Asombro: origen del filosofar


En principio debemos decir que si se habla de asombro entonces solo esto es posible si se reconocen, implícitamente al menos, dos supuestos fundamentales. Uno, podríamos decir, metafísico, y, otro, antropológico.

El primero consiste en reconocer al mundo como creado por Dios. Solo podemos asombrarnos si delante nuestro tenemos una realidad asombrosa, es decir, cargada de sentido, de un mensaje que se nos quiere transmitir. Mensaje que ha sido fruto de haber sido pre-pensada y pre-amada por el Creador. Así, cada creatura, por más pequeña que sea, es fuente inagotable de asombro.

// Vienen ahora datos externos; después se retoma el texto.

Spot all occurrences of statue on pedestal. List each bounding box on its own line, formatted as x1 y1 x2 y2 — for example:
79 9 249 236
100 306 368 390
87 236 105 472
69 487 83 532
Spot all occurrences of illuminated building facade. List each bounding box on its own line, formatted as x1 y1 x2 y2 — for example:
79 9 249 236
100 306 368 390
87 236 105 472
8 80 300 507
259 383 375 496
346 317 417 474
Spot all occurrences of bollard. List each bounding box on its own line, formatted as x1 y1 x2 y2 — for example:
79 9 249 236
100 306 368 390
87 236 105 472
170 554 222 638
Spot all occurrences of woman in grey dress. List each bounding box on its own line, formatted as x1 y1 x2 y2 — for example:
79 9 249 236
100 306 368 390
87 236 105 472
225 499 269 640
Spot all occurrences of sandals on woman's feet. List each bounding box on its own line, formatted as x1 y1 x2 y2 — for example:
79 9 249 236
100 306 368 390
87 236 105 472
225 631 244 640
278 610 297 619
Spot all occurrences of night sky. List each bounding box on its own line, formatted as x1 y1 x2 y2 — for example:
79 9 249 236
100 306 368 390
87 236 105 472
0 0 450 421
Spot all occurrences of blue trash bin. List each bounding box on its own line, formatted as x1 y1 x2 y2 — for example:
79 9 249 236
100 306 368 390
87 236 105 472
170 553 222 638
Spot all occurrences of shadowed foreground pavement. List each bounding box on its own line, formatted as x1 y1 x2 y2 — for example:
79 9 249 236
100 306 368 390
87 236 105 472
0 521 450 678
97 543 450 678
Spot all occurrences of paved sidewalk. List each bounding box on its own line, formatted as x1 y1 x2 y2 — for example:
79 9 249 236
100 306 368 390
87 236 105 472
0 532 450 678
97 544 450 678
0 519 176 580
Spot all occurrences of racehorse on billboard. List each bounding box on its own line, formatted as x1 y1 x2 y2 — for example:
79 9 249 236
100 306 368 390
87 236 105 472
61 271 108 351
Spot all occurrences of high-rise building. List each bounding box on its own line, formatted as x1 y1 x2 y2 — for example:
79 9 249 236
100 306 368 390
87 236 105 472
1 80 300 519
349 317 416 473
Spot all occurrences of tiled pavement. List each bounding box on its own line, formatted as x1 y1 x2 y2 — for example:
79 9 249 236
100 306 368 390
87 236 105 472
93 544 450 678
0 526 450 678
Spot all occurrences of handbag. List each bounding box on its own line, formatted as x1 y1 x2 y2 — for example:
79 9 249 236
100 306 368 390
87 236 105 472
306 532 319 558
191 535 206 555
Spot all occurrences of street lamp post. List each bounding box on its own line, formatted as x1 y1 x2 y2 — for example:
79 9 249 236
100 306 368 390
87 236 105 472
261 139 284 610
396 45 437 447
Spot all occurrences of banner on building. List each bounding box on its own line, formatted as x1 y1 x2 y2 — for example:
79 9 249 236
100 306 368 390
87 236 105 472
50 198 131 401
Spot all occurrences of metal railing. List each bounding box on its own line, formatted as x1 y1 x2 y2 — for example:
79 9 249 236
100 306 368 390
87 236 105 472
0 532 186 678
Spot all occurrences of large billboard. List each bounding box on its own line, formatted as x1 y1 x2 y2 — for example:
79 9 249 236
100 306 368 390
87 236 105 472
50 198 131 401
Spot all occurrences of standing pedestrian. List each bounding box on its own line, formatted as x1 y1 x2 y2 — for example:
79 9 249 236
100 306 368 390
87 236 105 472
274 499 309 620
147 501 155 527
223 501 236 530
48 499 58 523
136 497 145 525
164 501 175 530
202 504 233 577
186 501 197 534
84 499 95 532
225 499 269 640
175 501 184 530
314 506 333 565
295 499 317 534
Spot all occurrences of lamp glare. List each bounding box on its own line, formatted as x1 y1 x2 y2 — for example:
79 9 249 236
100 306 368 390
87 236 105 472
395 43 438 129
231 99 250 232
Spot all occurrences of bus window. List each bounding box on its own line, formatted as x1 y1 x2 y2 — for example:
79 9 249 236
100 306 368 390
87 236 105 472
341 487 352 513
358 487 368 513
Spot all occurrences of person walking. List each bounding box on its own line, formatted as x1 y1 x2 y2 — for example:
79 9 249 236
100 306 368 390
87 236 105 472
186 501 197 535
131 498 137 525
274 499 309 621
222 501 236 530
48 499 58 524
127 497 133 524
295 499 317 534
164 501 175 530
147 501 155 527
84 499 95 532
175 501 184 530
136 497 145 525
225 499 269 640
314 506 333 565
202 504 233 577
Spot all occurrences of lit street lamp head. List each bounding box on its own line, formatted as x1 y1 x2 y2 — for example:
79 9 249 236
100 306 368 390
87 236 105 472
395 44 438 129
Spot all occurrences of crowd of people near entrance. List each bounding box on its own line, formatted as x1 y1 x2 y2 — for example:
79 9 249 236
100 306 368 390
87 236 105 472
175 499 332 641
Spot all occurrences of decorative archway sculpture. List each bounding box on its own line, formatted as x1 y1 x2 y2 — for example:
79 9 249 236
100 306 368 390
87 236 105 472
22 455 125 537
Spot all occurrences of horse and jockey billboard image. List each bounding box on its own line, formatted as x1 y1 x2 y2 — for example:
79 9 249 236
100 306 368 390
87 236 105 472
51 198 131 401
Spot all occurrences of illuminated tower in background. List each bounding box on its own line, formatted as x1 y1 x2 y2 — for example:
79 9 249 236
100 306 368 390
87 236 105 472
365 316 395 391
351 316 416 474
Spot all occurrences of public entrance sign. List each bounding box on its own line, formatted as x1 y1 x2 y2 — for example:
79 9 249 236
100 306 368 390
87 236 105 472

El segundo supuesto consiste en afirmar, en primer lugar, la existencia de una capacidad intelectual en el hombre. En efecto, si hay asombro, entonces hay alguien que se asombra, que es capaz de asombrarse. Y este es aquel que tiene en sí una capacidad para abrirse y recibir el infinito mensaje de las cosas. Y, en segundo lugar, la necesidad del ocio como condición del filosofar. El asombro y la actividad filosófica pueden tener lugar cuando realizo un paréntesis en la ordinaria vida de negocio y me dispongo en una consideración especulativa de las cosas. Cuando dejo que mi inteligencia se encuentre con la realidad.

El asombro y la filosofía

Ahora bien, teniendo esto en cuenta nos resultará fácil ver cómo el asombro puede ser origen de un auténtico filosofar, cómo en la esencia de la actitud filosófica está el asombro que anima la vida especulativa. Efectivamente, cuando se produce el asombro, la realidad mueve a mi inteligencia de una manera extraordinaria, la sacude y la desplaza del lugar de donde cotidianamente se encuentra. En un momento dado algo de las cosas llama mi atención y me arrebata de todo lo que la rodea. Y yo no quiero más que penetrar aquella cosa extraordinaria que me admira (por eso el asombro es principalmente intelectual y no sensitivo). Esto despierta o produce en uno, por un lado, la conciencia de nuestra propia ignorancia y, por otro, lo que Santo Tomás llama desiderium sciendi, “deseo de saber” (distinto a nuestro deseo innato de saber).

“Deseo” quiere decir apetito, tendencia: el asombro no es solo una experiencia intelectual, sino también amorosa. Cuando conozco, poseo la cosa; cuando amo, soy poseído por ella; y en el asombro sucede esto último: voy yo a la cosa. Luego se produce el movimiento inverso: traigo la cosa hacia mí para expresar ese contacto con la realidad, para hacer inteligible esa experiencia de amor. Y este movimiento es nuevamente alimentado por el anterior. La filosofía es este constante diálogo entre yo y las cosas, un diálogo de conocimiento y amor.

“Saber” es “conocimiento cierto por las causas”. El asombro me lleva a la pregunta por las causas de que la realidad sea como se me presenta. Santo Tomás distingue las causas próximas al efecto de las causas primeras (en el ser), que a su vez son las últimas (en el conocer). El asombro es de las causas primeras o, mejor dicho, de LA causa primera. Así, el asombro y la filosofía conducen en último término a Dios; una filosofía que no lleve a Dios no es filosofía. De ahí que la filosofía haya recibido este nombre: filo-sofía: amor a la sabiduría. Tendencia a saber, no sabiduría ya alcanzada, lo cual sería conocer totalmente la cosa, lo cual sólo es posible para el mismo Dios que la hizo. La posesión de la sabiduría era ya para Aristóteles algo propio sólo de Dios (Metaphysica I, 2).